少なくとも彼は、アップデートし続ける革新的なサウンドを介して独自の視点を伝える天才性に恵まれている。多様な影響を受けながら、彼の音楽は過小評価されている人々、声を上げられぬ人々、壁を打ち破ろうと奮闘する人々のためのものである。長い不安と激動の時代に次世代を担う声として、彼はUK音楽シーンの最前線にいる理由を示しながら、爽やかにアンダーグラウンドで親しみやすい存在であり続けている。

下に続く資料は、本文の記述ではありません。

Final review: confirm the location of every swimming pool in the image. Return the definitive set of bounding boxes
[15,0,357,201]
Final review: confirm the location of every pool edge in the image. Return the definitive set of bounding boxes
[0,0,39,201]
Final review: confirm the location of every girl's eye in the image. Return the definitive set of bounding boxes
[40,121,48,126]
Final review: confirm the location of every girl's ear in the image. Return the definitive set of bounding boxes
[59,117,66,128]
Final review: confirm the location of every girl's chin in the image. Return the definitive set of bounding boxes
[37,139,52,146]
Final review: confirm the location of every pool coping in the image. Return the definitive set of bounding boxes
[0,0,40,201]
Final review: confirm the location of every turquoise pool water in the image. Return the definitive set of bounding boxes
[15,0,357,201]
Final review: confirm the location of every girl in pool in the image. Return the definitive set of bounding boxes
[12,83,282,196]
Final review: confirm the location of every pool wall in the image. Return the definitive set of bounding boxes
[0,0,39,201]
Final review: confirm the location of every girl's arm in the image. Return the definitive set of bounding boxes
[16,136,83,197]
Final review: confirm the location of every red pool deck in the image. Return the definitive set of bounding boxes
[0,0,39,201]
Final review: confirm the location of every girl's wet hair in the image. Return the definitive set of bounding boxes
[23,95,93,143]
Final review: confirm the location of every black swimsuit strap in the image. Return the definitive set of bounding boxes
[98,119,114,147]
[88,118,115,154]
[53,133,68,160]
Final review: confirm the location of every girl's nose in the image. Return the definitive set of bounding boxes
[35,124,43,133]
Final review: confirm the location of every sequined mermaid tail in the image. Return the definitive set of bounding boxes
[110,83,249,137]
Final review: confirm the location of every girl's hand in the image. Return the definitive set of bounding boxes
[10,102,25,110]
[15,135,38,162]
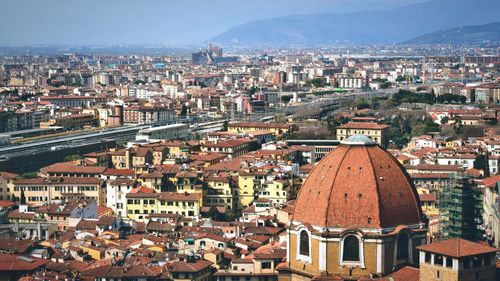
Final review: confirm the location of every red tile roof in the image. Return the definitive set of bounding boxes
[0,254,48,272]
[292,144,422,228]
[337,122,390,130]
[417,238,496,258]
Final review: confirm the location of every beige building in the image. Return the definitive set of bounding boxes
[14,177,106,206]
[277,135,427,281]
[336,122,390,148]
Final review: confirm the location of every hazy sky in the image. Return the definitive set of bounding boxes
[0,0,425,45]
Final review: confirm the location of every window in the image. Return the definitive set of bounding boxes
[262,262,271,269]
[342,235,360,261]
[299,230,309,256]
[425,252,431,263]
[397,233,409,260]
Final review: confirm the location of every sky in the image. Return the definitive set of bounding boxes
[0,0,428,46]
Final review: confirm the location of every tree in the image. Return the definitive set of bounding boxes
[474,154,490,177]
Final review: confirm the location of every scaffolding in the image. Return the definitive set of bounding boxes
[438,175,483,241]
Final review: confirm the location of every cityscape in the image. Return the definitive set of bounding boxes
[0,0,500,281]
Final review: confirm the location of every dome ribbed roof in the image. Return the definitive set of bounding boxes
[292,141,422,228]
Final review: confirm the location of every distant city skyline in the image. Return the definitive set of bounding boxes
[0,0,426,46]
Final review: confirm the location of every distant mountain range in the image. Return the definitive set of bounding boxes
[405,22,500,44]
[210,0,500,46]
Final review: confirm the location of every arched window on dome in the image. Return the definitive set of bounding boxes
[396,233,410,260]
[342,235,361,262]
[299,230,309,257]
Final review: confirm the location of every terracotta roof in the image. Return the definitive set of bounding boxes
[337,122,390,130]
[0,172,17,179]
[0,238,35,254]
[292,140,422,228]
[14,177,103,185]
[158,192,201,202]
[410,173,450,179]
[104,169,135,177]
[419,193,436,202]
[40,162,107,175]
[168,260,213,272]
[417,238,496,258]
[0,254,48,272]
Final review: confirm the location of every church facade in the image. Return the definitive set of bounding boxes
[277,135,427,281]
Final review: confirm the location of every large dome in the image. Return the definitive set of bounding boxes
[292,135,422,228]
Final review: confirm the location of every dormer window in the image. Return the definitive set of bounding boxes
[342,235,360,262]
[299,230,309,256]
[297,227,312,263]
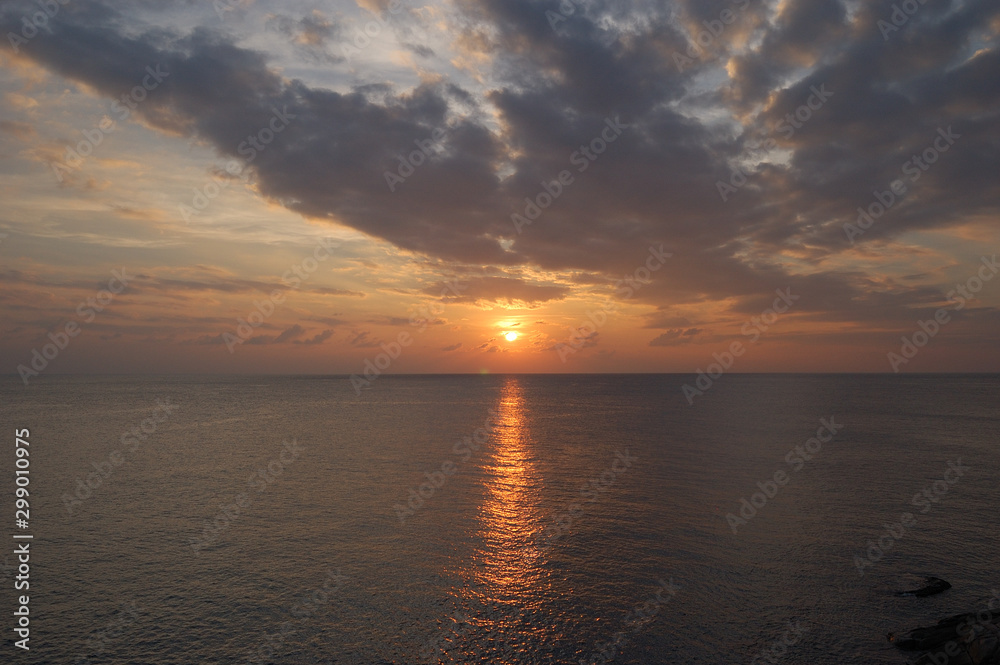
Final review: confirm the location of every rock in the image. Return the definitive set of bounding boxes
[888,610,1000,665]
[896,577,951,598]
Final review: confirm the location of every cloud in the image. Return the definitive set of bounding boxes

およそ32歳にして、問題を抱えた子供たちのためのセンターで教育者として働いてきた純粋な人柄が魅力の英国人ミュージシャン、Wu-Luは、ブリクストンで育ち、双子の子供と一緒に過ごすことで、大切なことを学んだ。怒り、恐怖、対人恐怖症、自己肯定感の欠如、パラノイアなどあらゆる苦しみがこの世界には偏在することを……。


「South」(2021)
ウー・ルーは自主レーベルから断続的なリリースを行いながら、ステージではコレクティブのような体制を組み、ギターを弾きながらメンバーとラップをし、そしてニュアンスを超え、歌をうたうという未曾有のスタイルを確立させた。

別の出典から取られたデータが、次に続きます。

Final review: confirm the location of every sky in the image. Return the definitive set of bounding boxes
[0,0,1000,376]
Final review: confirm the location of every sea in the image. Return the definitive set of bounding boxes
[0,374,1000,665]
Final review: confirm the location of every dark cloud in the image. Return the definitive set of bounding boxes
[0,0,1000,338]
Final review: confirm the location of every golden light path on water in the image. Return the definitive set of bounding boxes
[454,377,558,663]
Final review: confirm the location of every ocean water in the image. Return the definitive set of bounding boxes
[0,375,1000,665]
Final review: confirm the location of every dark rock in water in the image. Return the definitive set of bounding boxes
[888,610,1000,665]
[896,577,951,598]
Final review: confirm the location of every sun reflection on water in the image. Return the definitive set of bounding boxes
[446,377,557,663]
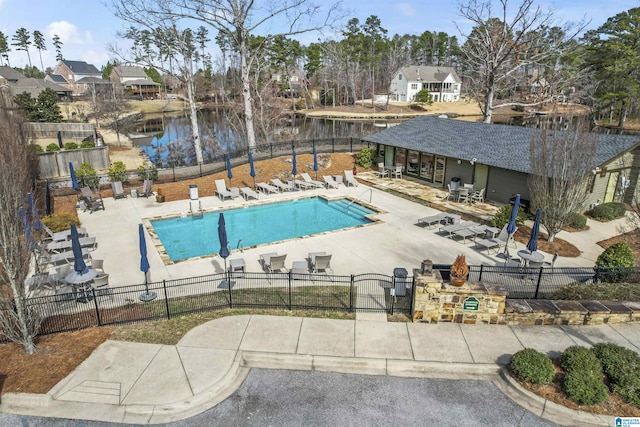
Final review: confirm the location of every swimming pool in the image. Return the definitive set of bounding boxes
[151,197,375,262]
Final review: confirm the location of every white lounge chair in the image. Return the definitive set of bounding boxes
[240,187,259,200]
[215,179,238,201]
[256,182,278,194]
[344,171,358,187]
[271,178,295,191]
[300,172,324,188]
[322,175,340,189]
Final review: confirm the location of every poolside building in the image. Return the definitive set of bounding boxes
[363,116,640,207]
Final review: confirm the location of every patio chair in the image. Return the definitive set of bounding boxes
[300,172,324,188]
[214,179,236,201]
[138,179,153,198]
[271,178,294,191]
[240,187,259,200]
[111,181,127,200]
[256,182,278,194]
[344,170,358,187]
[322,175,339,189]
[471,188,487,203]
[312,254,333,273]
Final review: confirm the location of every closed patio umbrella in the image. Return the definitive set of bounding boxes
[227,154,233,188]
[249,151,256,190]
[69,162,79,190]
[527,208,540,252]
[138,224,157,302]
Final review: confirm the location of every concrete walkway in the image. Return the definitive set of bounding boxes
[0,315,640,425]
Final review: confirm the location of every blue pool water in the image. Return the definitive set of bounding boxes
[151,197,374,262]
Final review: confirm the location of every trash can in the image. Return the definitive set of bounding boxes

スケートカルチャーから得たスリリングさとラップの楽しみは「South」によってひとまず集大成を見た。このシングルは、ロンドンのダンスミュージックの名門レーベルであるワープレコードからその才覚を見出される契機ともなった。続いて同レーベルからリリースされたデビューアルバム『Loggerhead』は、2022年の最大の話題作と言っても良く、同地のシーンに鮮やかな印象をもたらした。

 

ロンドンのMachine Operatedが撮影した、ささやかなベッドルームでポーズをとり、3つの自分のヴァージョンを展示しているアーティストの写真という、興味を惹くジャケットから発見されたこのアルバムは『Ginga EP』(2015年にウー・ルー自身のレーベルからリリース)の後継作であり、内的な苦悩を取り巻きながら聴く者を優しく包み込み、突き放すようなアルバムだった。『Loggerhead』では、ラリー・クラークの『KIDS』(1995年)のトラッシーな雰囲気やスケート・パークで感じる開放的な感覚など、奇妙なものを無条件に愛するというウー・ルーが、クリエイティヴな激しさが際立つが、芸術で成功するためには懸命に働き、一部を犠牲にしなければならないと人々が感じている高級住宅地と化した後のロンドンへの旅に私たちを誘った。「私は、人々の過去や日々の出来事を考慮しなければならないという考えを守ろうとしている」と、かつてマイルズ・ロマンス=ホップクラフトは音楽の趣旨についてNumeroに語った。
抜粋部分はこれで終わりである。